Pastor Anderson is back with more of his anti-NIV nonsense. This time, it’s some special mathematic revelation in the book of Mark as found in the NIV.

So the argument is this: there are 678 verses in the book of Mark found within the King James Bible. The NIV lacks calls into question the last 12 verses of Mark, which means the NIV has (678-12) verses, or 666 for ease! Clearly this is no coincidence!

I don’t know what it is with King James Onlyists and trying to find special meaning in arbitrary math. I had thought that this type of ‘reasoning’ was limited to Gail Riplinger alone and her Titanic theory, but apparently it’s all over.

At the surface, we must say that this is incredibly silly. Even if it were true, what would this prove? Is the Devil trying to sneak little signatures into the NIV for King James Onlyists to discover? I think not.

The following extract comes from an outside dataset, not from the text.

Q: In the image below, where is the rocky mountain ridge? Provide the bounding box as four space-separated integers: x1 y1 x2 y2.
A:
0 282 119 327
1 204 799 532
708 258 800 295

Of course, not only is this silly at the surface, but it’s just wrong as even a cursory study would reveal.

The error was in assuming the NIV contains all of the verses the KJV has up to the last verses of Chapter 16. So we started with the assumption that if we count the last 12 verses of the NIV, we would have 678 verses in the book of Mark. Remove those verses and we are left with 666. This is wrong.

The long-ending of Mark isn’t the only portion of the book of Mark that is thought to be a deviation from the original text of the document. Several other passages are also not present in the NIV, due to lack of support.

Mark 7:16, Mark 9:44 and 9:46, Mark 11:26 and lastly Mark 15:28 are all easy examples. These are 5 verses that the NIV lacks in the book of Mark. But Mr. Anderson either didn’t feel like sharing this, or didn’t actually take the time to look at the very translation he was criticizing – either way, a ounce of research would have ruined his conspiratorial story-telling.

So when he take off another 5 verses, we end up with 661 verses in the NIV in the book of Mark. Sorry, Mr. Anderson, but we don’t find 666 verses in the NIV. Please apologize to your congregation for misleading them.